Елена Катишонок - Против часовой стрелки
Ирка-простофиля опять оказалась права.
Малютка был очарователен! Копия Таточки: голубоглазый и белокурый, а кожа что твои сливки! Это вселяло надежду, что цвет глаз и волос не поменяется.
Времени стало еще меньше: каждый день Тоня навещала внучка. Более того, время понеслось каким-то галопом и стало измеряться прививками, детскими болезнями и диатезами, зато глазки по-прежнему оставались голубыми, малыш уже что-то лепетал, а белокурые волосы доставали почти до плеч. Болел так часто, что Таточка и думать не могла о работе. Где работал Эдик, она не говорила, и Тоне временами казалось, что дочь и сама не знает, но от материнских нападок неизменно его защищала.
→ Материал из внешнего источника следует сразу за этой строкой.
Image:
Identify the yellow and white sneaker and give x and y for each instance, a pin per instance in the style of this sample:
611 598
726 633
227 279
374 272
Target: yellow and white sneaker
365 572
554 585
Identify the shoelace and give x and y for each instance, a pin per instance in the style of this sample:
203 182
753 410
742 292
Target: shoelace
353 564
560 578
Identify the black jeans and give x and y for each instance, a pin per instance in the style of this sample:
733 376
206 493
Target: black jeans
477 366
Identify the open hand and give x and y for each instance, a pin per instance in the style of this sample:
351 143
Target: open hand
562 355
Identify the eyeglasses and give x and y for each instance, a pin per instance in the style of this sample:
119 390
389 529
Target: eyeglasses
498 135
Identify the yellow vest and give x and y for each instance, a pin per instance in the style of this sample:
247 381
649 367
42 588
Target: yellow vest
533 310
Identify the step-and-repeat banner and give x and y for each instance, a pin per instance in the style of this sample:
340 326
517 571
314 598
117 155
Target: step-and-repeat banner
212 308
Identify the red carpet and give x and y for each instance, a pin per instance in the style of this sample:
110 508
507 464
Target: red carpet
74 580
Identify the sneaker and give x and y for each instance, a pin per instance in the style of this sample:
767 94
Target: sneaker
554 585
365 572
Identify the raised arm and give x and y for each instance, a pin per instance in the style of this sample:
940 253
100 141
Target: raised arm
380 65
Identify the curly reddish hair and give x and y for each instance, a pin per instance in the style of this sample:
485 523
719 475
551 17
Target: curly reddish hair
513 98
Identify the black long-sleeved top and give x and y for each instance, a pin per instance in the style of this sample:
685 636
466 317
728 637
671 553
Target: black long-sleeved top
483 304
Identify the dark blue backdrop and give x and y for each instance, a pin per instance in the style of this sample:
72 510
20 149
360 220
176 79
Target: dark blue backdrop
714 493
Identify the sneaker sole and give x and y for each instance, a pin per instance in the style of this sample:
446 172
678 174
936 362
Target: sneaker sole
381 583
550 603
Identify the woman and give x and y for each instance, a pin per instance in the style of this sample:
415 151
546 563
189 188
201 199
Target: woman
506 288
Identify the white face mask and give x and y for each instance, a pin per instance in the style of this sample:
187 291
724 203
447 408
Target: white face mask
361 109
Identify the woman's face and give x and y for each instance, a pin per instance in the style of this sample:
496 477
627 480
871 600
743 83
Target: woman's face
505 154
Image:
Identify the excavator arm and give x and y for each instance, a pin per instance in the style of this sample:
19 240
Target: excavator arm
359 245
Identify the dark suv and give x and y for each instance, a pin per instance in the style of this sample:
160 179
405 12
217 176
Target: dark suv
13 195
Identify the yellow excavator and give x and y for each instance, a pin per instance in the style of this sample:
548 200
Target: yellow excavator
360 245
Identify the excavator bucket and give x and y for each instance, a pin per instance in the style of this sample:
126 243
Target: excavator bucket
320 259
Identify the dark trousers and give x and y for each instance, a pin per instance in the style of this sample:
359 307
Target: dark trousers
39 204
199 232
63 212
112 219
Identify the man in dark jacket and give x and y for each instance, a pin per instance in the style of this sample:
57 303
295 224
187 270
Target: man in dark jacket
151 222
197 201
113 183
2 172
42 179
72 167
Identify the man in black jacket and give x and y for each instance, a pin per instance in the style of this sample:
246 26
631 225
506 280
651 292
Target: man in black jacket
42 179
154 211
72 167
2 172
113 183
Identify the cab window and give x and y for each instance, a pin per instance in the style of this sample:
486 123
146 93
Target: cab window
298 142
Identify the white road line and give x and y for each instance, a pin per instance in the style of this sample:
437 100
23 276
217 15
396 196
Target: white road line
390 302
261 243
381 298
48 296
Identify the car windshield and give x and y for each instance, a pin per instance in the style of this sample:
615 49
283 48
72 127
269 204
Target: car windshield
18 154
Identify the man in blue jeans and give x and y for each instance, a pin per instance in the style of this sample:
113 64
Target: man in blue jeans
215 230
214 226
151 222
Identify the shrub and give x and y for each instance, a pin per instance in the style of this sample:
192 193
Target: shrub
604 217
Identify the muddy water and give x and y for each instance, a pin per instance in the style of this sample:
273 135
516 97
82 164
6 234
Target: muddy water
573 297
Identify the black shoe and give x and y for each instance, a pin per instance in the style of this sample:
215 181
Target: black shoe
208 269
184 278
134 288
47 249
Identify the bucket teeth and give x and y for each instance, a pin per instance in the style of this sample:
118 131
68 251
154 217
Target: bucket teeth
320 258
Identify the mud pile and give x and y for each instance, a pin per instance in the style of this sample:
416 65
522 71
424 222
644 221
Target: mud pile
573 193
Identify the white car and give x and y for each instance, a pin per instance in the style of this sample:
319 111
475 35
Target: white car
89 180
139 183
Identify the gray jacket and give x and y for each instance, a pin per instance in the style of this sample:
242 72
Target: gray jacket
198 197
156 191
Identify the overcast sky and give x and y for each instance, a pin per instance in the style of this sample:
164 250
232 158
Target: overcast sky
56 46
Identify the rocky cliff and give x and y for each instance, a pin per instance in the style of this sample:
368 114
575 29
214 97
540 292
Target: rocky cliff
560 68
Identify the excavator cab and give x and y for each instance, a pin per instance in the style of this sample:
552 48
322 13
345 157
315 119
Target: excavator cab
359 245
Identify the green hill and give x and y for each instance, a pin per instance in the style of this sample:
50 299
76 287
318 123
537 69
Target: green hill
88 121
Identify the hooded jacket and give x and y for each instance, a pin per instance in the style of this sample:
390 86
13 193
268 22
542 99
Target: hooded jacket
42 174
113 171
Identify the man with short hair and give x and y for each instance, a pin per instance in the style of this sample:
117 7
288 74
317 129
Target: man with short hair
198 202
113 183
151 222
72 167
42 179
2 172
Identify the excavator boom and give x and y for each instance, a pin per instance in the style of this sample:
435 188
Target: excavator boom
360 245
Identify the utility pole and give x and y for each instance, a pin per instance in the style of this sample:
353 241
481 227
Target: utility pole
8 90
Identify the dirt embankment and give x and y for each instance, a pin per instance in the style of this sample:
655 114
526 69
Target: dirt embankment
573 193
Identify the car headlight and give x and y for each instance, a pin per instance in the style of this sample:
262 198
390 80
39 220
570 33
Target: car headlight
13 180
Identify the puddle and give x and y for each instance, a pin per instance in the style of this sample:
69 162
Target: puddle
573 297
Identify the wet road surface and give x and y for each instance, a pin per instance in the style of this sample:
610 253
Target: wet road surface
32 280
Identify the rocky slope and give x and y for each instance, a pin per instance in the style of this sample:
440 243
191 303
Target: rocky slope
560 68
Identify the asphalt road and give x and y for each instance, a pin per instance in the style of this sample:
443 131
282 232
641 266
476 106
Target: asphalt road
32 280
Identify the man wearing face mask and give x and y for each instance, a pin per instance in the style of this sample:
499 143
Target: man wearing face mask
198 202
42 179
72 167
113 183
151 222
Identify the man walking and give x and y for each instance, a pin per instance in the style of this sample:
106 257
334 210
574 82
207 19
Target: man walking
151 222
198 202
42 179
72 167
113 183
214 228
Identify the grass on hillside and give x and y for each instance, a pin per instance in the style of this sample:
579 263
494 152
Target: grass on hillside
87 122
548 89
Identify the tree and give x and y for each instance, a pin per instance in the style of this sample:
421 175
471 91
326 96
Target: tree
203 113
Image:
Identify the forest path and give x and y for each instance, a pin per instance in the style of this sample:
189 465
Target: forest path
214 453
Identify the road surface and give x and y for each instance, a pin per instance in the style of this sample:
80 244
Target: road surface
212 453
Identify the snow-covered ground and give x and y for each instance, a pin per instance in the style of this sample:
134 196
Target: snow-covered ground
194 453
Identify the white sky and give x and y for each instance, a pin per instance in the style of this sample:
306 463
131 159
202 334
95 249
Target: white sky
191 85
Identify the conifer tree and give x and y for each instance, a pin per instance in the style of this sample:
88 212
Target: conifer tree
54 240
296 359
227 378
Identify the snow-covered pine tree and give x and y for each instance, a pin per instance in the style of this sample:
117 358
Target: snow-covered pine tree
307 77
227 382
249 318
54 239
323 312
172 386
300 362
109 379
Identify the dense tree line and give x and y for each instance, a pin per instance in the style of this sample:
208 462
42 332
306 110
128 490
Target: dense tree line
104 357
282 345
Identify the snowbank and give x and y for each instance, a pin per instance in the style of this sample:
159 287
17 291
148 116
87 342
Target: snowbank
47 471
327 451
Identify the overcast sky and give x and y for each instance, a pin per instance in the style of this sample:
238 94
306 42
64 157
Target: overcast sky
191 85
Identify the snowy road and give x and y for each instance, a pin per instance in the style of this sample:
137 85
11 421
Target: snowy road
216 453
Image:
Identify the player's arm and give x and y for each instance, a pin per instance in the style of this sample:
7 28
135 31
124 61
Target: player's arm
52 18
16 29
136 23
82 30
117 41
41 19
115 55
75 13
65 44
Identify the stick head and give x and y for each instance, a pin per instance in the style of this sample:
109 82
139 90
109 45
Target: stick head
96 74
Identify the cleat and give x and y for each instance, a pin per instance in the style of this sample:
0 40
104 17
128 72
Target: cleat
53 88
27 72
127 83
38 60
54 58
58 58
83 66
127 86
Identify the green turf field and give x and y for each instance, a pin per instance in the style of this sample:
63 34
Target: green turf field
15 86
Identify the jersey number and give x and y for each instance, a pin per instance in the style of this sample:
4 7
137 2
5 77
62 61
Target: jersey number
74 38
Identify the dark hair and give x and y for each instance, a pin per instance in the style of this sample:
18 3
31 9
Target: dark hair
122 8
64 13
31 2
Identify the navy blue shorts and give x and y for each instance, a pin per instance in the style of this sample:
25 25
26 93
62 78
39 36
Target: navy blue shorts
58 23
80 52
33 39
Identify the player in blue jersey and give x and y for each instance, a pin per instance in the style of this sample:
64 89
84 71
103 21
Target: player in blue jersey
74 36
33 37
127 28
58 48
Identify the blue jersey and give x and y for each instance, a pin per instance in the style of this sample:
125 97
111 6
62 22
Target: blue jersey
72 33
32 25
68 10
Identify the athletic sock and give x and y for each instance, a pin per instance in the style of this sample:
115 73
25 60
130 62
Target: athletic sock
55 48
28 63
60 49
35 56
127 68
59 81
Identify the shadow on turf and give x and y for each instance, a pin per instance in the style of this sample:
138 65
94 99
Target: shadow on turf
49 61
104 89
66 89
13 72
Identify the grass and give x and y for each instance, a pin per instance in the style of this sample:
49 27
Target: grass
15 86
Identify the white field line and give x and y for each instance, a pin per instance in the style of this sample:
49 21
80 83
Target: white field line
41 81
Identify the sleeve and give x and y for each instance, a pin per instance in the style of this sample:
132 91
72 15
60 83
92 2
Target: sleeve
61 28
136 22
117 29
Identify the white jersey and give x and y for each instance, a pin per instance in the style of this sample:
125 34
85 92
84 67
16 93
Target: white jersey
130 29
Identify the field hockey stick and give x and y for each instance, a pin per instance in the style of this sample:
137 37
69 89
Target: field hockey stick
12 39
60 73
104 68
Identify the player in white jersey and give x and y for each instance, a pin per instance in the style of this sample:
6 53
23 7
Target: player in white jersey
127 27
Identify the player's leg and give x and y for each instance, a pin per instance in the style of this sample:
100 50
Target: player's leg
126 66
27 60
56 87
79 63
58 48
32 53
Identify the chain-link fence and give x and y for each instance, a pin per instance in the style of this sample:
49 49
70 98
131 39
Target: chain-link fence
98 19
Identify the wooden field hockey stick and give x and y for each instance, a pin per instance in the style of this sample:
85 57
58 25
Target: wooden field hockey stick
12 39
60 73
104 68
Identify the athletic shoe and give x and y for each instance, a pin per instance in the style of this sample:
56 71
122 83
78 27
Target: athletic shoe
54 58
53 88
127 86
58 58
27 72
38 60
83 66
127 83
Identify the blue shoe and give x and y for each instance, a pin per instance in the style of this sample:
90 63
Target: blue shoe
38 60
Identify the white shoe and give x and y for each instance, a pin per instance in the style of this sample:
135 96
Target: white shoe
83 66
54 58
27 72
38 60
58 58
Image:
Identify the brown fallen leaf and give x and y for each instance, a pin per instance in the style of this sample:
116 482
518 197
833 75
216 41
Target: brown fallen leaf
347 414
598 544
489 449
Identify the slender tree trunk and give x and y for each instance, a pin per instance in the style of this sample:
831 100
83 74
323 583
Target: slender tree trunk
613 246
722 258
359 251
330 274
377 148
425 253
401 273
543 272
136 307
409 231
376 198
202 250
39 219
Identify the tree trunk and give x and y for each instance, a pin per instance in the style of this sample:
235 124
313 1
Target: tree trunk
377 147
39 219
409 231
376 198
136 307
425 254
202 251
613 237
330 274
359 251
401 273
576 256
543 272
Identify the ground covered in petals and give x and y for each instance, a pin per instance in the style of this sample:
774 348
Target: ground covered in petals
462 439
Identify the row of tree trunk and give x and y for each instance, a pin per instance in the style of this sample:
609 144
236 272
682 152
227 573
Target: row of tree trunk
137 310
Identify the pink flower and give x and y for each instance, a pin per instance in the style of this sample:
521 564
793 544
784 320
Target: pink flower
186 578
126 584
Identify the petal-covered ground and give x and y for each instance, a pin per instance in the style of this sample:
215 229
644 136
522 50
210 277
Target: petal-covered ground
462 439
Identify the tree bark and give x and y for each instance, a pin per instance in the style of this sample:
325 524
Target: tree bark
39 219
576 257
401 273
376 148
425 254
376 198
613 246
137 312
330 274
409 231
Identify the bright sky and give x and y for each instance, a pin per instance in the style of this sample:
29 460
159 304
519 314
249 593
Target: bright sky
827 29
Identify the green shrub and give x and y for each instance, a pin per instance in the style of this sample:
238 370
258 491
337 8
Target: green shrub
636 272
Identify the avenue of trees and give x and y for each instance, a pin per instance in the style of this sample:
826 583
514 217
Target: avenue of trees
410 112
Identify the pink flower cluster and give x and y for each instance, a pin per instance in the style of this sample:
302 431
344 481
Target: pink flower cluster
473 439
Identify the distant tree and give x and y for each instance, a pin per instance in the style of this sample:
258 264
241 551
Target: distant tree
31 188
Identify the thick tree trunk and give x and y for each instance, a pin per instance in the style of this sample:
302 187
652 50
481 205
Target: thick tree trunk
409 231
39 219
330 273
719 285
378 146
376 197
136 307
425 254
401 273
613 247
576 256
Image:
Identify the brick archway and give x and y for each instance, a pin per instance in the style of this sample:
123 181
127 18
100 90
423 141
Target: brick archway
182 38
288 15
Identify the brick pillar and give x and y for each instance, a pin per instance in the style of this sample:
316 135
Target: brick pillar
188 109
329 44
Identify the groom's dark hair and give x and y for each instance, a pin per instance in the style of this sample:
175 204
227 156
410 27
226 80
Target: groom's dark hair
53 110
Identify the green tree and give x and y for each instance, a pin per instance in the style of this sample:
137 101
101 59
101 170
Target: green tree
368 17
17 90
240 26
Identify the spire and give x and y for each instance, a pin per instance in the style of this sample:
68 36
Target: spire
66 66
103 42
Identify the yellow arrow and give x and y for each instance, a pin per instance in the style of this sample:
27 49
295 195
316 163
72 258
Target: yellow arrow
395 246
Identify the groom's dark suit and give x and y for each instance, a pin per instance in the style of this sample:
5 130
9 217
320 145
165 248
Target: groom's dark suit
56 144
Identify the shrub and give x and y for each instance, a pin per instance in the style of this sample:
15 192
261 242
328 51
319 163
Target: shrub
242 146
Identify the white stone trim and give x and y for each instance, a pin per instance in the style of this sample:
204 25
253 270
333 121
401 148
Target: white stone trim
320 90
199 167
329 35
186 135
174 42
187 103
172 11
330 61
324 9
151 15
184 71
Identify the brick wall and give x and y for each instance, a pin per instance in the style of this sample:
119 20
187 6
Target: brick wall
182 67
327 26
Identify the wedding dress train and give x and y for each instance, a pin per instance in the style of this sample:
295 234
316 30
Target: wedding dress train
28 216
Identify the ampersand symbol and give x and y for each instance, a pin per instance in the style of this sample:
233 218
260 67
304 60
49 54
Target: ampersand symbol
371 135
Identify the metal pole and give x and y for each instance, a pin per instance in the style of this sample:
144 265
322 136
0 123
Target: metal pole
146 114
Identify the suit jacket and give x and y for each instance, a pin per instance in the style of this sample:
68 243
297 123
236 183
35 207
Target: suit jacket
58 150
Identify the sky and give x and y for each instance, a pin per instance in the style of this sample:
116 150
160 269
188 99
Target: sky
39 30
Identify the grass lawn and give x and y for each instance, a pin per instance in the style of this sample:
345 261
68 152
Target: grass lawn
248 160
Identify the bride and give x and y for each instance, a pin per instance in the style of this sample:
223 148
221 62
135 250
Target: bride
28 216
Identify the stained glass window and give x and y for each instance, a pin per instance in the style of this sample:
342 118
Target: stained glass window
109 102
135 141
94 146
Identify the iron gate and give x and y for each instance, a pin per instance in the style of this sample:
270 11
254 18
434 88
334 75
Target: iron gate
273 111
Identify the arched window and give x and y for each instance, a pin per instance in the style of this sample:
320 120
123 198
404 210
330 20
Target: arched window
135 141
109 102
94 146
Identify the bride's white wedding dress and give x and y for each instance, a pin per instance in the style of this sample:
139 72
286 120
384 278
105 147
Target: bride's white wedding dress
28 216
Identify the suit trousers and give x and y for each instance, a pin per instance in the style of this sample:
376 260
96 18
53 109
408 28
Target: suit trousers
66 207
Чем, спрашивается, приворожил?!
Тоня помогала продуктами и — чего греха таить? — деньгами, тем более что родился еще один мальчик. Не такой белокурый ангелочек, как старший, и не было надежды, что карие глазки превратятся в голубые, нет, однако малыш был трогательно мил, только много плакал и заходился в плаче до синевы.
Помогла записная книжка. Оба «своих» детских врача сказали в один голос, что без операции не обойтись: врожденный порок сердца.
Сердечка, неслышно поправила Тоня; сердечка.
Оперировать можно только через два года.
Прожили — продрожали — эти два года и пережили операцию, а потом Тоня взяла отпуск, и если спускала малыша с рук, то затем только, чтобы передать дочери.
Юрашин сынишка уже ходил в школу, и его давно не нужно было укладывать по вечерам. Невестка все ревностней блюла фигуру, и Юраша, как прежде, ужинал с матерью. У него под глазами образовались такие же мешки, как у покойного отца, и он немного отяжелел.
На работе у Тони двух женщин проводили на пенсию, но ей об этом рано было мечтать: стаж с гулькин нос, да и дочке надо помогать.
Помогала она и любимой крестнице Тайке: у той на работе постоянно возникали интриги, ее «обходили». Тоня живо представляла себе, как люди толпами спешат куда-то и на пути огибают стол с пишущей машинкой, за которым сидит Таечка. Муж пил, и крестница не делала из этого секрета, но пыталась скрыть другие его подвиги, да Тоне не привыкать к запудренным синякам: насмотрелась на Симочкину жену, которая из этих синяков не вылезала.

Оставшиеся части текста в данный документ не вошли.